What is a low-cost carrier?
What is a low-cost carrier?

Airlines in the U.S. have lost a bundle betting that fuel prices would go up.

Three of the nation's major airlines -- United Continental (UAL), Delta Air Lines (DAL) and Southwest Airlines (LUV) -- had locked in fuel purchases at prices above the current market value.

The idea was to hedge in case prices went higher. Instead prices plunged, and the airlines lose hundreds of millions of dollars as a result.

None of the airlines hedged all their fuel needs, so low prices have still helped a lot. In fact the three airlines have saved $11.8 billion from low fuel prices alone.

Related: Airlines saved billions on fuel. You saved $8

Still, the hedging losses add up. Delta lost $2.3 billion on fuel hedging in 2015. United Continental lost $604 million. Southwest said in a recent SEC filing that it could be hit with more than $1 billion in losses on its long-term hedges in the coming years, after losing $254 million in 2015.

Still Southwest said that it isn't giving up on the strategy.

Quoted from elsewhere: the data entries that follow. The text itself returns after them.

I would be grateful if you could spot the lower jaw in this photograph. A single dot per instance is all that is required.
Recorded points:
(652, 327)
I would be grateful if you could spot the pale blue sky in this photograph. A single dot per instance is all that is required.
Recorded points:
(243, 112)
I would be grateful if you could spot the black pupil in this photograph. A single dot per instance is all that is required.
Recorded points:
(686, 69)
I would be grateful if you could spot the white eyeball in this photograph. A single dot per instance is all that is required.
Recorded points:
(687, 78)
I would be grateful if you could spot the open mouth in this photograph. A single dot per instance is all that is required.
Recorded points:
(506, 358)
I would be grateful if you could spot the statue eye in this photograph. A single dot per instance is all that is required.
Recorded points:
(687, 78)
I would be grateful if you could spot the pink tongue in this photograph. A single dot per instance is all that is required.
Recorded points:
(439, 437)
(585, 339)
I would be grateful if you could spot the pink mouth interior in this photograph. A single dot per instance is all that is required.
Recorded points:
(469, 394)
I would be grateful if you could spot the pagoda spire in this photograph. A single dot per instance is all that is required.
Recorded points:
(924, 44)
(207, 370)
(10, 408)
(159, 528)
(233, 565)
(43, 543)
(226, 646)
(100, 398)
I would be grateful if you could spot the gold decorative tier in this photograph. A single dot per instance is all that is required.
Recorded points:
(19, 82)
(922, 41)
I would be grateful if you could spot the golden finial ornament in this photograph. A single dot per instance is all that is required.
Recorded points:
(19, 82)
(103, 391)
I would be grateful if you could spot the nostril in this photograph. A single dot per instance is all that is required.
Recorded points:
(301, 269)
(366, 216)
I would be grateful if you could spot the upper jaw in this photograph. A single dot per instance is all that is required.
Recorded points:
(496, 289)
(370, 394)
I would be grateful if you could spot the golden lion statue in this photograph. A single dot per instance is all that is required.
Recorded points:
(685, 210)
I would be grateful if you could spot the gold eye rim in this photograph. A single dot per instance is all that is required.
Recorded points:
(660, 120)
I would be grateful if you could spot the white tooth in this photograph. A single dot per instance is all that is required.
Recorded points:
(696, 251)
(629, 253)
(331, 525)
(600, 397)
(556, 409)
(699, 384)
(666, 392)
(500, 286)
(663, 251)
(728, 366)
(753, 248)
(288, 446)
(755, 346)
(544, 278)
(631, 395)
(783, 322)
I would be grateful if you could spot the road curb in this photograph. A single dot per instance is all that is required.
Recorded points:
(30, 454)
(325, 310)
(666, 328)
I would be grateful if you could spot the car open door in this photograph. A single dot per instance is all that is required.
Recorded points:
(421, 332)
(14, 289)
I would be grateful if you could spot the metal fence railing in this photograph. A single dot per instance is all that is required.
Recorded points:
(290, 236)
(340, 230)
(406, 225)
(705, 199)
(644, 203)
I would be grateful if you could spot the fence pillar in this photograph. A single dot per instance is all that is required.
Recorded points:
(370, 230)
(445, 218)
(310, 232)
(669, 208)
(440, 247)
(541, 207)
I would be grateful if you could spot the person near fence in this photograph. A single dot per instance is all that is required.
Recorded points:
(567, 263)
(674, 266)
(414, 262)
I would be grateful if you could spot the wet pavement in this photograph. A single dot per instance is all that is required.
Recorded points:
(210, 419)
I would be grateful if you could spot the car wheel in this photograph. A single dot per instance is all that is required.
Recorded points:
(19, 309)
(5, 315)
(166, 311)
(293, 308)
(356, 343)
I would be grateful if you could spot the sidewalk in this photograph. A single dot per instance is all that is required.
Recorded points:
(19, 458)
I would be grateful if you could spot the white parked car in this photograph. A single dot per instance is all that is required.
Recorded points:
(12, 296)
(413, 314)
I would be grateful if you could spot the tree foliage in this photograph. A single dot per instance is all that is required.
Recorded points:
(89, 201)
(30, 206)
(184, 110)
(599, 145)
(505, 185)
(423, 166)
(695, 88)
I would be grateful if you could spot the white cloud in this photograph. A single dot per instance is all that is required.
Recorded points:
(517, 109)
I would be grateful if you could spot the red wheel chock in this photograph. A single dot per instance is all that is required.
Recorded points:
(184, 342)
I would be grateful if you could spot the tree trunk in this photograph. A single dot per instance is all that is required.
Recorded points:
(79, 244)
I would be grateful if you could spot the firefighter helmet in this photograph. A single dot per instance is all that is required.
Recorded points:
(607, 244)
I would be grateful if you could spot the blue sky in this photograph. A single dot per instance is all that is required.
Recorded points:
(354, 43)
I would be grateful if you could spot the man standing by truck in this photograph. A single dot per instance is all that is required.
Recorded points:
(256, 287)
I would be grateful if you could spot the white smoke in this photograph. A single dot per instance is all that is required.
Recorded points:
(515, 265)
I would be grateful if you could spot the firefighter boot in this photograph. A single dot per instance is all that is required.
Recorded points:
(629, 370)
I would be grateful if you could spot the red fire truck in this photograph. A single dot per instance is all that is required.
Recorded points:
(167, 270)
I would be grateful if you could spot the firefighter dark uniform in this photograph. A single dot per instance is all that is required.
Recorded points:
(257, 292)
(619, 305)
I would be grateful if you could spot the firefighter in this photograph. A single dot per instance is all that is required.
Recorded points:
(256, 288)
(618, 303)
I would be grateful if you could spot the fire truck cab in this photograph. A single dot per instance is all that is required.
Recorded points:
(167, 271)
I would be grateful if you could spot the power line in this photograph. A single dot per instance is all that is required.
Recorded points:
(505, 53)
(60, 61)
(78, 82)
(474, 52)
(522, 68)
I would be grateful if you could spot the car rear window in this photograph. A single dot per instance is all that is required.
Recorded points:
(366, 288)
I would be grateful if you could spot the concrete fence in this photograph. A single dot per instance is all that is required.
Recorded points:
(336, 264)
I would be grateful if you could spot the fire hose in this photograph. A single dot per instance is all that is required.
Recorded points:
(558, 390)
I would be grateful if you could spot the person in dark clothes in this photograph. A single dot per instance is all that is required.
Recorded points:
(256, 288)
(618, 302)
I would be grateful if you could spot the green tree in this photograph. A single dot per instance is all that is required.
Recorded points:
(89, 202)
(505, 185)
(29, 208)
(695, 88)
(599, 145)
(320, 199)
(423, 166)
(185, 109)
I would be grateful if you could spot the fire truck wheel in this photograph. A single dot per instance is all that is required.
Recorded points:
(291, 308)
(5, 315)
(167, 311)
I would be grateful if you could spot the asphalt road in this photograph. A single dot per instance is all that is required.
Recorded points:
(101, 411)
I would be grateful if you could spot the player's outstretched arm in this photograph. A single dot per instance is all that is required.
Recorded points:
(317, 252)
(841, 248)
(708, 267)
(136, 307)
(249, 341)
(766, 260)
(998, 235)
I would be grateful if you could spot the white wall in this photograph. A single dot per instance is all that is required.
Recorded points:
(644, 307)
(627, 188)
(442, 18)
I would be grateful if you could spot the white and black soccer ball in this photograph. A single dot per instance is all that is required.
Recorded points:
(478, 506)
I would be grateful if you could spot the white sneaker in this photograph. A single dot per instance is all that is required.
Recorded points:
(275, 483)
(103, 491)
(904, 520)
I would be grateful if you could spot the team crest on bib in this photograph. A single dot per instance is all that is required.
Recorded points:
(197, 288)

"We used hedges as insurance to reduce the volatile nature of our fuel costs and predict as much as we can our costs moving forward," said spokesman Chris Mainz. "Tactics may change somewhat based on conditions. But we certainly haven't given up on it altogether."

Related: Airfares could jump on Brexit vote

But even Southwest said it isn't hedged for the first quarter of 2016.

American Airlines (AAL), meanwhile, hasn't used hedges at all since 2014. The current management team, which basically came to the airline from the former America West Airlines in a series of mergers, was never a fan of these bets, even when oil prices were higher.

"Hedging is a rigged game that enriches Wall Street," said Scott Kirby, the airline's president, in a statement to the Wall Street Journal which was confirmed by an airline spokesman.